Ki Joo CHOI, Sarah M. Moses, and Andrea Vicini, editors. Reimagining the Moral Life: On Lisa Sowle Cahill’s Contributions to Christian Ethics. 2020 New York: Orbis Books. ISBN 9781626983793. Reviewed by Michael J. McCALLION, Sacred Heart Major Seminary.

 

 The three editors of this book honor their mentor Lisa Cahill, and in doing so express their gratitude to her for nurturing them as scholars and believers. The editors agree that Lisa Cahill was a generous mentor and that she continues to inspire them.

Part I deals with “Fundamental Christian Ethics” and has chapters by Choi, O’Connell, FitzGerald, Roche, and Moses. Part II “Christian Social Ethics” has chapters by Ward, Jackson-Meyer, Sherman, Ryan, Dinh and Edwards, and O’Brien. Part III “The Future of Christian Ethics” has chapters by Flores, Mben, Ridenour, Senander, Catta, and Choi. It concludes with a bibliography of Cahill’s selected publications which includes 16 books and numerous other publications.

Justice, human flourishing, embodiment, the local community, local neighborhood, particularity, subsidiarity, and love are just some of themes running throughout Cahill’s work which the authors address in this book. O’Connell, for example, argues that Cahill’s concepts of experience, embodiment, and community can be applied to social change in various local particularities. Indeed, the “local” appears in several chapters as does subsidiarity as well as interaction. As I am a sociologist, I found these authors sounding like sociologists, especially symbolic interaction sociologists, as they discussed Cahill’s work. And this makes sense, given Cahill studied Catholic Social Teaching and wrote extensively about the common good.

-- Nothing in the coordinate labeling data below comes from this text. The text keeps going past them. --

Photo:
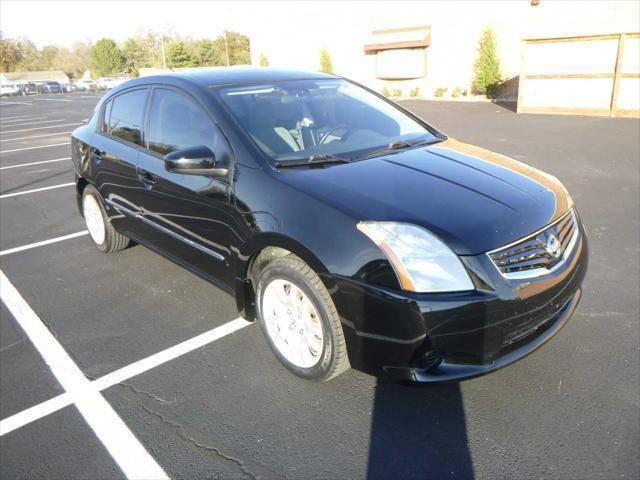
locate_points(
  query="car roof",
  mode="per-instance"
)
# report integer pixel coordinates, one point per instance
(214, 76)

A sociological dimension is also derived from O’Connell describing Cahill as a neopragmatist and that her neopragmatism has roots in experience and embodiment. More specifically, O’Connell argues that our embodied selves are socially constituted through interaction with other embodied selves. That is pure symbolic interactionist sociological thinking – social meaning arises from social interaction, not individual minds. I kept thinking Cahill is a good Catholic moral thinker and a good sociologist.
Another noteworthy theme of Cahill’s work is love. Again, sounding like a sociologist, Cahill saw love not as a private affair between God and the believer but a story of justice to be encountered and proclaimed and lived. In other words, love is social. But love is also about justice, a theme the great sociological thinker Emile Durkheim spent much of his career writing about.

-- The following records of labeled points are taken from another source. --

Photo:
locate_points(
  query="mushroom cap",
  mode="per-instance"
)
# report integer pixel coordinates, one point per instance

Raymond Ward’s chapter deals specifically with Catholic Social Teaching, his title being “Catholic Social Teaching: Insights for a Fragmented U.S. Church.” Ward, I believe, highlights again Cahill’s sociology as well as moral theology. For example, Ward advocates three strategies for responding to ecclesial fragmentation based on Cahill’s work, all of which are profoundly social as well as moral: finding common ground, advocating for structural change (a social realism par excellence), and undertaking shared action.

Many other themes are elaborated on throughout this fine book. The book is a beautiful honor the editors have bestowed to Lisa Cahill. I recommend it for theologians and sociologists alike.